On Sun, Jun 14, 2026 at 8:56 PM Prithvi S <[email protected]> wrote:
>
> Hi all,
>
> I'm opening this thread as suggested by @dimas-b in the review of PR #4405 (
> https://github.com/apache/polaris/pull/4405), which touches authentication
> and authorization behavior. @flyrain also flagged a prior dev-list thread
> from April 2026 on the same topic, so I want to make sure that discussion
> is continued here.
>
> Background
> `PolarisPrincipal.of(PrincipalEntity, …)` currently forwards only the
> entity's *internal* properties (e.g. `client_id`) and silently drops any
> *user-defined* properties set at principal creation time (e.g.
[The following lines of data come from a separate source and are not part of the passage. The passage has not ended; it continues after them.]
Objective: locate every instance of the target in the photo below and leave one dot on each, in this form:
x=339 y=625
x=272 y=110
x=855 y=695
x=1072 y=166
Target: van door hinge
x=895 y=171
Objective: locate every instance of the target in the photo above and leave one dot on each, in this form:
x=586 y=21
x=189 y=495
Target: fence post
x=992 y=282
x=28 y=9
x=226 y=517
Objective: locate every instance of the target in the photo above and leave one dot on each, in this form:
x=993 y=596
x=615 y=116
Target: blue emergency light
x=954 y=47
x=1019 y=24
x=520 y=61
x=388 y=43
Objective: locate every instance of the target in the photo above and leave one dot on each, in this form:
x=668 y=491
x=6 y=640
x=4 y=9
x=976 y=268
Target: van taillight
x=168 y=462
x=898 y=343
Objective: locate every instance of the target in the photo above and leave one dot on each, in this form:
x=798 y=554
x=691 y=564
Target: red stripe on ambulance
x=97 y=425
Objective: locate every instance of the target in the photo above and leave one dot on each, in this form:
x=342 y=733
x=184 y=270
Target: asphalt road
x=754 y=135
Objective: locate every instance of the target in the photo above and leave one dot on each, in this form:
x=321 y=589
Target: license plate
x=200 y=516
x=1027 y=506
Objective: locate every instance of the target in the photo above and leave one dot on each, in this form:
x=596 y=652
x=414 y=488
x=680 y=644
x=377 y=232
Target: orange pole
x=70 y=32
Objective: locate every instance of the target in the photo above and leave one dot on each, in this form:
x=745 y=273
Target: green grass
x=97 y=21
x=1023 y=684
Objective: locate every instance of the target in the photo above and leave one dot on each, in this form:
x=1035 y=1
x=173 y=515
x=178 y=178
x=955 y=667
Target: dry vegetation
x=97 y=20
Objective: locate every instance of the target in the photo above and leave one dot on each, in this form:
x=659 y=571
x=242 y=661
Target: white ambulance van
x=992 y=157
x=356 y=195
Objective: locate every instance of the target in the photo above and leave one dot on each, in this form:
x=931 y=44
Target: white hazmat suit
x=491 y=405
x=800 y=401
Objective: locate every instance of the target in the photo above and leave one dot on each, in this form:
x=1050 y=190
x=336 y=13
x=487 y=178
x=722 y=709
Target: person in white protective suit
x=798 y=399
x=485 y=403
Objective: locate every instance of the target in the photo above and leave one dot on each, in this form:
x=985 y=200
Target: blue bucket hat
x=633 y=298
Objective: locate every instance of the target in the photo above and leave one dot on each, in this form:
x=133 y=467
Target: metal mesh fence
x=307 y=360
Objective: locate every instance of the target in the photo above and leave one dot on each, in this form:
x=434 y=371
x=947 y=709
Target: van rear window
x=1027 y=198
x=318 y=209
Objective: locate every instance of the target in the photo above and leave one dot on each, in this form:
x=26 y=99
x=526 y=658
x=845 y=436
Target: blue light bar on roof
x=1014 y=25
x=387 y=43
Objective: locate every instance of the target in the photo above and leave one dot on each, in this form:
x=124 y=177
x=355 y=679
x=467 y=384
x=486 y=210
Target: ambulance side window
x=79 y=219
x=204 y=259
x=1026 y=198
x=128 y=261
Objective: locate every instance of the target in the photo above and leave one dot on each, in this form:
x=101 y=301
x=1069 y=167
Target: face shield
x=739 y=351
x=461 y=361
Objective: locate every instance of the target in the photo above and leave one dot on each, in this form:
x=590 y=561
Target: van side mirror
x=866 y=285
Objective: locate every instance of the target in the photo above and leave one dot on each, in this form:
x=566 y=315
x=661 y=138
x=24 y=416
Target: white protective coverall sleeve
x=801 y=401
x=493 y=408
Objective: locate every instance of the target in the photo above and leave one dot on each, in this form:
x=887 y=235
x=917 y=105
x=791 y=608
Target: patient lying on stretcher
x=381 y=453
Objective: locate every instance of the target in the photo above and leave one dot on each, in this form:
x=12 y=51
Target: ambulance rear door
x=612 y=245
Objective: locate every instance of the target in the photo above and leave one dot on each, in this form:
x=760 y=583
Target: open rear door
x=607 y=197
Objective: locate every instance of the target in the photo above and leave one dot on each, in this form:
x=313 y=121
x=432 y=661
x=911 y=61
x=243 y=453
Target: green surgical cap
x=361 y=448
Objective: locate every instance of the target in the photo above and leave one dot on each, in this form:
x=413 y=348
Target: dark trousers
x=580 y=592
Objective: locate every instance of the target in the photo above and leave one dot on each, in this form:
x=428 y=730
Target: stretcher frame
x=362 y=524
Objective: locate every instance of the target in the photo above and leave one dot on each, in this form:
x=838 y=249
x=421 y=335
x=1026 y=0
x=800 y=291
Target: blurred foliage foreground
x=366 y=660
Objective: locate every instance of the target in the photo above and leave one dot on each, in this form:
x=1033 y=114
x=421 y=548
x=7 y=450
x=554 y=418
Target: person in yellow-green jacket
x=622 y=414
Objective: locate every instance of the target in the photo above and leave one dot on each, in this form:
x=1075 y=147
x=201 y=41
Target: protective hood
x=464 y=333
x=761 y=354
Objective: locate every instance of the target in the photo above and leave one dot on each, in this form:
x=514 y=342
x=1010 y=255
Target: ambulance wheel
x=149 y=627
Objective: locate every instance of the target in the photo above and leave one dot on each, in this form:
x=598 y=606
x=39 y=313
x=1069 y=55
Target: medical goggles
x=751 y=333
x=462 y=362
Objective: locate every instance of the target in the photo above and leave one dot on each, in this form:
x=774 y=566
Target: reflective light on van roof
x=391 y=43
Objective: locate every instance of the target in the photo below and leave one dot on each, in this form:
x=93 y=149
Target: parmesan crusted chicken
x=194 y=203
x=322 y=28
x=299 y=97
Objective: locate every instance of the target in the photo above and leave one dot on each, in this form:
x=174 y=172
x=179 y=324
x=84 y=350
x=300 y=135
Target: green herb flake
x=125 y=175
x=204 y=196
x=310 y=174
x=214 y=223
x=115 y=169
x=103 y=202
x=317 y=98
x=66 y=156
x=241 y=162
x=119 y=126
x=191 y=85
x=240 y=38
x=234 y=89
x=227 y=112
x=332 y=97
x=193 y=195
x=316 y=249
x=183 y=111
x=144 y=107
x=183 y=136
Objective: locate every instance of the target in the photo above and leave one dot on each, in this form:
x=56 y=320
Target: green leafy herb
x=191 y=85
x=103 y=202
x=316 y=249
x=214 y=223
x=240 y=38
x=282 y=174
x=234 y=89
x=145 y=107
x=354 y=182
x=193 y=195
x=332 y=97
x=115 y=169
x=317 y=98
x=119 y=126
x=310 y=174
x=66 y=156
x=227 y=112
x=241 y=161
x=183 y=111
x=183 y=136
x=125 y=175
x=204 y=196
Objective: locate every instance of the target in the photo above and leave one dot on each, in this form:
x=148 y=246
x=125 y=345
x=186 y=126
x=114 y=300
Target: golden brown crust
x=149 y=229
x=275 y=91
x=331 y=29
> `region=northamerica`, `department=finance`).
>
> As a result, downstream consumers of `PolarisPrincipal.getProperties()`
> never see user attributes, and ABAC policies written against them never
> match. This affects:
>
> - `DefaultAuthenticator` : constructs `PolarisPrincipal` during
> authentication
> - `AuthenticatingAugmentor` : copies principal properties into
> `QuarkusSecurityIdentity` attributes
> - External authorizers : `OpaPolarisAuthorizer` and
> `RangerUtils.getUserAttributes` consume these as user attributes for policy
> evaluation
>
> The existing OPA test suite already builds principals with user-defined
> properties (e.g. `department=finance`), demonstrating the intended
> contract, which the production code path cannot currently honor.
>
> What PR #4405 does
> The fix adds a `mergeEntityProperties()` helper that combines the
> `PrincipalEntity`'s user-defined and internal properties, and uses the
> merged map when constructing `PolarisPrincipal` via the
> `of(PrincipalEntity, …)` overload.
>
> The design question raised:
> @flyrain pointed out that in April 2026, @adutra raised a concern that
> `PolarisPrincipal` was *intentionally* decoupled from `PrincipalEntity`
> (see PR #2307), and suggested an alternative approach: expose the persisted
> `PrincipalEntity` as a `SecurityIdentity` attribute rather than widening
> `getProperties()`.
>
> PR #4405 takes the opposite direction by merging properties directly into
> `PolarisPrincipal`. I want to understand whether this is acceptable or
> whether the community prefers the `SecurityIdentity` attribute approach
> instead.
>
> questions I have,
> 1. Was the decoupling of `PolarisPrincipal` from `PrincipalEntity` (PR
> #2307) intended to prevent exactly this kind of property merge? If so, what
> is the preferred mechanism for exposing user-defined principal attributes
> to downstream auth consumers?
> 2. Is the `SecurityIdentity` attribute approach (exposing `PrincipalEntity`
> directly) the right path, or are there other concerns with that?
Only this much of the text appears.